A proposta é promissora quando se pensa na abundância de matéria-prima. Com 7 bilhões de habitantes na Terra produzindo cerca de 2,5l de urina por dia, são 17,5 bilhões de litros para serem transformados em eletricidade. Ieropoulos esclarece, no entanto, que pode demorar até que o líquido tenha alguma utilidade prática. A estimativa, segundo o cientista, é de que a execução da tecnologia só seja viável daqui a 10 ou 15 anos.
Outro cientista envolvido nesse tipo de pesquisa é Richard James, engenheiro de materiais da Universidade de Minnesota, nos Estados Unidos. Seu foco está no uso do calor residual, produzido pelo funcionamento de máquinas. Sua equipe criou uma nova liga de metais multiferroicos (que combinam propriedades elásticas, magnéticas e elétricas), que, em altas temperatura, fica fortemente magnetizado e absorve calor de forma espontânea, produzindo eletricidade.

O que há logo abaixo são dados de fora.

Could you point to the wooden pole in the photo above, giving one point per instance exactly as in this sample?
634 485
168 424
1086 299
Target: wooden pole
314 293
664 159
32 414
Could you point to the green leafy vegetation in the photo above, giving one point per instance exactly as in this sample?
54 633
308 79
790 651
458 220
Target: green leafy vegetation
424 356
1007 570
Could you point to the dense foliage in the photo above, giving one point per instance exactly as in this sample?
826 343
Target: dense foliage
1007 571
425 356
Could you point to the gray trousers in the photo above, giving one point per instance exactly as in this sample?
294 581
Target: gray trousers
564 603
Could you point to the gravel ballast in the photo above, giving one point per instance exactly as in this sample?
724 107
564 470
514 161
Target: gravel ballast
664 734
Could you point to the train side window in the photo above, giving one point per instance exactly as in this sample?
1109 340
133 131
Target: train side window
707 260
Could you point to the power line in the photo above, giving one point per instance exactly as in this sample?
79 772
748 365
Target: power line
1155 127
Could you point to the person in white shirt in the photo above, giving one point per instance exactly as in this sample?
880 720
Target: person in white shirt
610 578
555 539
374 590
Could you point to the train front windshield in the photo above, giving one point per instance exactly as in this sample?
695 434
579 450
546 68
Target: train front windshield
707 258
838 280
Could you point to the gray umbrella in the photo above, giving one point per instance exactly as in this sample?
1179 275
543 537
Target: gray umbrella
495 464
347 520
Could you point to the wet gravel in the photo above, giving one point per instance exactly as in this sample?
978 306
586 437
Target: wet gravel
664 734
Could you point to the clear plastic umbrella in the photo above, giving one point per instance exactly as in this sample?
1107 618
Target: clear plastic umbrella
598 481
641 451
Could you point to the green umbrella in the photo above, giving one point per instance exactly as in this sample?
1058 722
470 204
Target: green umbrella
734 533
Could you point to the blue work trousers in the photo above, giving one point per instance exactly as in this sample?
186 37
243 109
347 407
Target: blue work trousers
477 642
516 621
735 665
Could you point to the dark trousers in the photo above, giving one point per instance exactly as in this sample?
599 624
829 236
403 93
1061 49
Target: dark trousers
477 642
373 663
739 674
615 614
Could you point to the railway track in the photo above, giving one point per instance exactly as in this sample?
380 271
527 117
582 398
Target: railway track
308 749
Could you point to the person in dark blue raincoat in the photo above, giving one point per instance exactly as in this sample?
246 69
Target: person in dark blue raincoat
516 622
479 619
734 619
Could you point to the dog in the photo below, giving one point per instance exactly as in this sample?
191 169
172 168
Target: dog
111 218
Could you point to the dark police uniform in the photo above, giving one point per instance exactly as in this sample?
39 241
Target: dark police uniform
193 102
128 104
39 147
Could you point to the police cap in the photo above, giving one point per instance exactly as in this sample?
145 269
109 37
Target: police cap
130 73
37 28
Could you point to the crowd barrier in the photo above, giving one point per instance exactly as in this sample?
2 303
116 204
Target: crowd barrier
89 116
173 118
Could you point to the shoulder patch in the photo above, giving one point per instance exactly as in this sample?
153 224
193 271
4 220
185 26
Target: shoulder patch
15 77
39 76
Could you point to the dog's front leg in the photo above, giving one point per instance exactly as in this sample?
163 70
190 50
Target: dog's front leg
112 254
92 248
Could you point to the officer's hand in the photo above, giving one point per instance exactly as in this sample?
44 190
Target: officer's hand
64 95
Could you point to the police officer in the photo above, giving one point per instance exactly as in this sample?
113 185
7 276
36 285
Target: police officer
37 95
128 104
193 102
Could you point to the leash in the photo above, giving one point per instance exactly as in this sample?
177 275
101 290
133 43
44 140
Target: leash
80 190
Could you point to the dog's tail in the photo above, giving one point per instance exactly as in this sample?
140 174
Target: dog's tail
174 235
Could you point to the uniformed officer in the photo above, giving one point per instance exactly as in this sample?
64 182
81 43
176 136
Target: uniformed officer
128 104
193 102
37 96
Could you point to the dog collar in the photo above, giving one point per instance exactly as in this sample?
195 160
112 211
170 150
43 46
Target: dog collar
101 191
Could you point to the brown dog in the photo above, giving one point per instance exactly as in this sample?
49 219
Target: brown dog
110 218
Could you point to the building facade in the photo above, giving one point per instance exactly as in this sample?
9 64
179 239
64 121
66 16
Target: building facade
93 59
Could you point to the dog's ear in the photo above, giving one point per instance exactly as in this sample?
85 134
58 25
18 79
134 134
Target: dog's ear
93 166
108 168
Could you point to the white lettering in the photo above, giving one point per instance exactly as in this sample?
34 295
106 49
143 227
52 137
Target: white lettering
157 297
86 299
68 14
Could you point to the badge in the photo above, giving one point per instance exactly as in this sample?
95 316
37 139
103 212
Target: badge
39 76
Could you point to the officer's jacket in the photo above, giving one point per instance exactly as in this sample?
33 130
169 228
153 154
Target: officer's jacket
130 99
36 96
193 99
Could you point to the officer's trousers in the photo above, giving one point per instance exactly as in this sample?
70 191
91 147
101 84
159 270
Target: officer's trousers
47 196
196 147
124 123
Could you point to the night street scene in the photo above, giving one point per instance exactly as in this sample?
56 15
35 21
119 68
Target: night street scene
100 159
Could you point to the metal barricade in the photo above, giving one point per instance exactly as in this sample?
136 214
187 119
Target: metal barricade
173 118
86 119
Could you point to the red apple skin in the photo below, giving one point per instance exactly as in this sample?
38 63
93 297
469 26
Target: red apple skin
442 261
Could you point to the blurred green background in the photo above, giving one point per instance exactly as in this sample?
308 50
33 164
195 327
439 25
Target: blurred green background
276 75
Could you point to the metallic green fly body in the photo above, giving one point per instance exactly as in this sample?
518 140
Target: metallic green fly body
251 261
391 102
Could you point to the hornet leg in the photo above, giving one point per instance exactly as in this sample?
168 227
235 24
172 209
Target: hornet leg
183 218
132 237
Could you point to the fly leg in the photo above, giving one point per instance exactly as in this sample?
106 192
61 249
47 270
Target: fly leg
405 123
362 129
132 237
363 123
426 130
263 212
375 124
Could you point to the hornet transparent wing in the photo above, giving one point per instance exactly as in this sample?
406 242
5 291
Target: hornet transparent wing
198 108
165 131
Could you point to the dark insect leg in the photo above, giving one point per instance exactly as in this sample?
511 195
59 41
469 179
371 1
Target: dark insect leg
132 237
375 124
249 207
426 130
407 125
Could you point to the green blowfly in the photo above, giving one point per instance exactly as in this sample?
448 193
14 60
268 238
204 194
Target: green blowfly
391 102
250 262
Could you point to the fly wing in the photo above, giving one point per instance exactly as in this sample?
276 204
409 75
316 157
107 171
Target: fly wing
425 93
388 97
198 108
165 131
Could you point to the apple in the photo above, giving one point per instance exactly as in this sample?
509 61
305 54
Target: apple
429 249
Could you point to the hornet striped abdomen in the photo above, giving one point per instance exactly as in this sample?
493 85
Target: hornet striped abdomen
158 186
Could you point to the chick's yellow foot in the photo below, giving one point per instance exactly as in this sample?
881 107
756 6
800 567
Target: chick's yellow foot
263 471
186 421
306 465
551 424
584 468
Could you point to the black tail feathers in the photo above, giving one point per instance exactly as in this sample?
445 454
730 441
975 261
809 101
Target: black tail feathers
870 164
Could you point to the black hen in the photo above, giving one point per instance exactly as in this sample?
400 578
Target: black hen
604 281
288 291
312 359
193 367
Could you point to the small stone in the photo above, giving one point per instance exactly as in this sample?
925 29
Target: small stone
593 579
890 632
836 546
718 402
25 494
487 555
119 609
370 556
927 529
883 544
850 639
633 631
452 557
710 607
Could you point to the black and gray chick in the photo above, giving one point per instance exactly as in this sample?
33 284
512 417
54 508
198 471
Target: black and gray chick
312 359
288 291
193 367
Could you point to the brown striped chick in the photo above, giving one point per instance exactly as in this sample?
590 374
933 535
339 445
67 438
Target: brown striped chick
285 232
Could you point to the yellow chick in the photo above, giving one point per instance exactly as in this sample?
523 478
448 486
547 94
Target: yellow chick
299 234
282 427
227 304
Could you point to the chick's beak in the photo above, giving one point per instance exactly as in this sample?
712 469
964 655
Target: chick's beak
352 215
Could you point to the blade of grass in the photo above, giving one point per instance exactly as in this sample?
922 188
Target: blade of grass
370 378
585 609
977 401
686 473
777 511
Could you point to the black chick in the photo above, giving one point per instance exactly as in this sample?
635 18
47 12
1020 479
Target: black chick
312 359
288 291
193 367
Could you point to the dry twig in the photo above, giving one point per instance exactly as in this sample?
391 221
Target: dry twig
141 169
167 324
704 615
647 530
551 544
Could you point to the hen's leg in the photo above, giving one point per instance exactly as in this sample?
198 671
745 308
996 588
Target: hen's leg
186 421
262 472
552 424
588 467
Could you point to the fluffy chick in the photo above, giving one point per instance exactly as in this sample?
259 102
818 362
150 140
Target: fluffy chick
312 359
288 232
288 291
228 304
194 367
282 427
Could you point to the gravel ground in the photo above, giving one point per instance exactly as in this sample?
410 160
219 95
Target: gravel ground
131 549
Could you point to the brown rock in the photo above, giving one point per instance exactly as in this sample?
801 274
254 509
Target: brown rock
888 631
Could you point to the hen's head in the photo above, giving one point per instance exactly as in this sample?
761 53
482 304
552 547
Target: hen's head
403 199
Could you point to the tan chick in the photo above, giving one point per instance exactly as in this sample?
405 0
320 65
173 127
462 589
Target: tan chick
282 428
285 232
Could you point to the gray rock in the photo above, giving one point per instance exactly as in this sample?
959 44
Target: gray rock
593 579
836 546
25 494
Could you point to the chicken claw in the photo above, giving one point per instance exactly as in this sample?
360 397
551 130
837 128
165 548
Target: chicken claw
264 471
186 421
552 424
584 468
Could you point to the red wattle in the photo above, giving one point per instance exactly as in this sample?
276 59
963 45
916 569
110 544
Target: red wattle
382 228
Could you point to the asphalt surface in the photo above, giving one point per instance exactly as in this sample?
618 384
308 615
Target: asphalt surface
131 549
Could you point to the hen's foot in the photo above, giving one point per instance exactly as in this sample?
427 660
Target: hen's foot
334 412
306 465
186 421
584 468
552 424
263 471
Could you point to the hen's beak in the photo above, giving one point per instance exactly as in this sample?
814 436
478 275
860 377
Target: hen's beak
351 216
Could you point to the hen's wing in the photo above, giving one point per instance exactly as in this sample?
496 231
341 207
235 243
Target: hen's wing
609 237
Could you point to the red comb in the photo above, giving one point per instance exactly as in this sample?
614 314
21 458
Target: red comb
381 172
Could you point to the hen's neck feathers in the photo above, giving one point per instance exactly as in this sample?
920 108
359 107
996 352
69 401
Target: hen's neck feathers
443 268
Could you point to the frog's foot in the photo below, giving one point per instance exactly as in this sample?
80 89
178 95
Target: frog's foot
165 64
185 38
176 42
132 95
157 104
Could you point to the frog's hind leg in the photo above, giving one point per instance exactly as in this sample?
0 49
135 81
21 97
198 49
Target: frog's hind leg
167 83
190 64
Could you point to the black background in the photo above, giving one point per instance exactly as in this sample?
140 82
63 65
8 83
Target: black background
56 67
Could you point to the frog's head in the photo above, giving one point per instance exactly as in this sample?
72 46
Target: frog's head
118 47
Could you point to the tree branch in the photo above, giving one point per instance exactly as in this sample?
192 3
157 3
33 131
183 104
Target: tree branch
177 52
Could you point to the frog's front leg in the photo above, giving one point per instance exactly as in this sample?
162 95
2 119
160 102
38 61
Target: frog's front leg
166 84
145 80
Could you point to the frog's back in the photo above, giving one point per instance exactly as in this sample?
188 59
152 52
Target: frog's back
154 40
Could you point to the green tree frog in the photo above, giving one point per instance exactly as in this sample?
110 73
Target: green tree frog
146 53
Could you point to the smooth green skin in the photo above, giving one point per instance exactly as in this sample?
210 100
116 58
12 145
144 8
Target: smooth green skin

Segundo James, a descoberta representa um importante avanço ambiental. Em veículos elétricos, por exemplo, a tecnologia pode ser usada para capturar o calor residual da fumaça do carro e produzir eletricidade suficiente para recarregar a bateria. O calor perdido em instalações industriais e até mesmo a diferença de temperatura de regiões diferentes do oceano também são, de acordo com o cientista, meios ecológicos de se obter energia. "Livrar-se do calor em computadores também é um problema tecnológico significativo. Queremos construir nosso sistema em forma de pequenos filmes para serem colocados dentro dos computadores e gerar eletricidade para recarregar a bateria", adianta.